This workflow is not purely mechanical. Each variable requires
case-by-case analysis:

- Is the variable per-repository? Some variables like
  editor_program are user preferences. As Phillip Wood asked [7],
  variables where per-repo scoping does not make semantic sense
  may be better handled by localizing them to their subsystem.

- How deep is the call chain? As preparation for this proposal, I
  traced askpass_program end-to-end. It has a single reader in
  prompt.c, which looks simple. But git_prompt() is called from
  two paths: the credential system and the bisect system. The
  difficulty of a variable is not about reader count, it is
  about call chain depth.

- Are there initialization ordering constraints?

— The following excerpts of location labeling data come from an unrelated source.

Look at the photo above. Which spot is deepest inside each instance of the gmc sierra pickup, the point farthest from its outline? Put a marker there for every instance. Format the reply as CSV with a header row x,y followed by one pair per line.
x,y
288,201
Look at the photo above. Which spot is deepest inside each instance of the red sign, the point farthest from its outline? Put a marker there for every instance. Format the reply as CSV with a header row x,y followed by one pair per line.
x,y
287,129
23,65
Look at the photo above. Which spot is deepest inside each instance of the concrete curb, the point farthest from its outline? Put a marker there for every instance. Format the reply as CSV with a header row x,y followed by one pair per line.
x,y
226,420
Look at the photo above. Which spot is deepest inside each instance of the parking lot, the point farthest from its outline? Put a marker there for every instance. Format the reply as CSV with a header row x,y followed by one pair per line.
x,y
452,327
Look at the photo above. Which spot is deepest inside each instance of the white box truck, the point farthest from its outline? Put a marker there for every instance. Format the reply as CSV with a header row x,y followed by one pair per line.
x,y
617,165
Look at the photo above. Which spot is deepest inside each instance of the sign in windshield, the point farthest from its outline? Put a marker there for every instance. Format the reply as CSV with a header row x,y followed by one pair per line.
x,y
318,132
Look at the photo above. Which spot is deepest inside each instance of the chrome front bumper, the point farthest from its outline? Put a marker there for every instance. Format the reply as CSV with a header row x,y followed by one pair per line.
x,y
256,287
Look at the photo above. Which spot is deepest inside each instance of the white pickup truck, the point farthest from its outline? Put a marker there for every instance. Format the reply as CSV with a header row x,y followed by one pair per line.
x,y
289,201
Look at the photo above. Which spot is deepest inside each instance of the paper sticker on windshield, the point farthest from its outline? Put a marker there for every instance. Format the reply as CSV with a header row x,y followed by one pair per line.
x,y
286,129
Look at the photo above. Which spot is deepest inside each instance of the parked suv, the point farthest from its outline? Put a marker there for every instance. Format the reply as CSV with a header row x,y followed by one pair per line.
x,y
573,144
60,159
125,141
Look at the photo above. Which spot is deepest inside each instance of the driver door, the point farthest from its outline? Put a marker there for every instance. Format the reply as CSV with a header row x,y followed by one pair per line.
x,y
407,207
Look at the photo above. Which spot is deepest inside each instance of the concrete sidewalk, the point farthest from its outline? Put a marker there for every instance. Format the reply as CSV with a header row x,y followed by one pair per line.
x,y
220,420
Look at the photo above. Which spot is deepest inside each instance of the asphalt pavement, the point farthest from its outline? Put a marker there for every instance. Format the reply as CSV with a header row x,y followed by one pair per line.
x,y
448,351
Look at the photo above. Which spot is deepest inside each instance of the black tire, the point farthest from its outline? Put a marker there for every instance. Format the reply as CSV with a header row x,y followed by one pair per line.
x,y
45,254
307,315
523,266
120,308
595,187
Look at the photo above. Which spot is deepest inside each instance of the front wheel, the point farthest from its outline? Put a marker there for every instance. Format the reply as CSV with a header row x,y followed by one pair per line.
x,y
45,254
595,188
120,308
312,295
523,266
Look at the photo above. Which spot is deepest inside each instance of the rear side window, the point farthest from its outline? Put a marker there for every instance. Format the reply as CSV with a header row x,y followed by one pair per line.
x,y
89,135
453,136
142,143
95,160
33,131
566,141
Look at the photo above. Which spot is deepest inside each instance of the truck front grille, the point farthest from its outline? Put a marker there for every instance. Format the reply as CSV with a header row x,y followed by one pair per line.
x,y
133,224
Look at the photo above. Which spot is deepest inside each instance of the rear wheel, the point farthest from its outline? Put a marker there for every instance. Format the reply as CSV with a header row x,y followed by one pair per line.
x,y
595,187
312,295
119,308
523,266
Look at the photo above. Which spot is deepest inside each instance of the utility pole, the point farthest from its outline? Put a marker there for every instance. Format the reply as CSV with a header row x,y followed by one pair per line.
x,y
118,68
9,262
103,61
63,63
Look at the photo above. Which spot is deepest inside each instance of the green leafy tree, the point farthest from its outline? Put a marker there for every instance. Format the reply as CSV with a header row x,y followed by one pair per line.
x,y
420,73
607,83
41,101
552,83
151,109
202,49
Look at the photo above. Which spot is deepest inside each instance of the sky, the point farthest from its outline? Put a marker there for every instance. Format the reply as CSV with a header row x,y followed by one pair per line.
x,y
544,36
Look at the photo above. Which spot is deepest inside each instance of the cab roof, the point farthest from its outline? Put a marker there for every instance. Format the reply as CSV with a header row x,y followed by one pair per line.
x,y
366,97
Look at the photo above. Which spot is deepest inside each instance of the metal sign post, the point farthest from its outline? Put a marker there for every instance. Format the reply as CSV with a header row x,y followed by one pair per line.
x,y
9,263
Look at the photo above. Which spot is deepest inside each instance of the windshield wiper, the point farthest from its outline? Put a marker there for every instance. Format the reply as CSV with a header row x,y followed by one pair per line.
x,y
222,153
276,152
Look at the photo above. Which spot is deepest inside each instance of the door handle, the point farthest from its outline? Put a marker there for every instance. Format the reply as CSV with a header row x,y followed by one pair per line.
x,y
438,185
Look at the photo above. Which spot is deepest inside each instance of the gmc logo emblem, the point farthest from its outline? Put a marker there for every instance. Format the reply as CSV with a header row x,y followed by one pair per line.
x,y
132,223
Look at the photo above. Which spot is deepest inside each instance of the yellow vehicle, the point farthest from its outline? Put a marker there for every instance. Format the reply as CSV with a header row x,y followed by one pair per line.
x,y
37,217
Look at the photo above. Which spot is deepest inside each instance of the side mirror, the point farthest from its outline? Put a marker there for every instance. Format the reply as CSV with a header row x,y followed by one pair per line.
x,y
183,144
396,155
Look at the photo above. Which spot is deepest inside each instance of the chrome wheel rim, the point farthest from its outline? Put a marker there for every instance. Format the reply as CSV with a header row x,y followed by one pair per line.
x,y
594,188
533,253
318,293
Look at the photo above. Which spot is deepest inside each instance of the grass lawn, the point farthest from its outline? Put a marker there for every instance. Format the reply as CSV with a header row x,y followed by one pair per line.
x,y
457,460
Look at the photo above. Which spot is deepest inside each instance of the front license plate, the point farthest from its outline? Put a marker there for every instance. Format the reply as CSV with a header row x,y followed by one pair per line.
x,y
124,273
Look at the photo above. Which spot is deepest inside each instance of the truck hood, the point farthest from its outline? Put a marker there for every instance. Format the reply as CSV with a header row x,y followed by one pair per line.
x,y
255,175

Some variables
  like is_bare_repository_cfg are set during .git directory
  discovery, before struct repository is fully initialized.
  Moving them into the repository struct creates a chicken-and-egg
  problem that requires design discussion on the mailing list.

- Are there dependent variables? Some variables must be migrated
  together. For example, comment_line_str_to_free and
  auto_comment_line_char are set in the same config callback and
  read together in builtin/commit.c. Migrating one without the
  other would leave half the state global and half per-repo.

- Does the variable have CLI interaction? Variables written by
  command-line options via OPT_INTEGER, OPT_BOOL, etc. need both
  the config path and the CLI path updated.

The macro #define USE_THE_REPOSITORY_VARIABLE, introduced by
Patrick Steinhardt [8], controls access to the_repository
global. The macro serves both as a migration indicator and a
technical gate. When all globals in a file have been migrated
and all functions receive struct repository * explicitly,
the macro can be removed.

Following Stolee's two-step migration model [9], I will first
move variables into repo_config_values using the_repository
(Step 1: safe, mechanical, no behavior change). For selected
variables with shallow call chains, I will also thread struct
repository *repo through callers to begin replacing direct
the_repository usage (Step 2).

I propose a dual approach for organizing the work:

- Variable-focused migration: move environment.c globals into
  repo_config_values following Bello's pattern. This is the
  primary track. For each variable, I classify it, trace readers,
  migrate it, and remove the global.
- File-focused cleanup: for files where only a few the_repository
  usages remain after variable migration, complete the cleanup
  and remove USE_THE_REPOSITORY_VARIABLE entirely. This is a
  natural side effect of the first track.

Some variables may need a hybrid approach: when a variable is
used across many files but heavily concentrated in one subsystem,
it may make sense to migrate it alongside other globals in that
subsystem rather than in isolation.

The two tracks reinforce each other: migrating a variable often
removes the last reason a file needs the macro.

Remaining Work and Variable Classification
--------------------------------------------
Olamide Bello's merged series [2] migrated: git_attributes_file,
core_apply_sparse_checkout, and git_branch_track.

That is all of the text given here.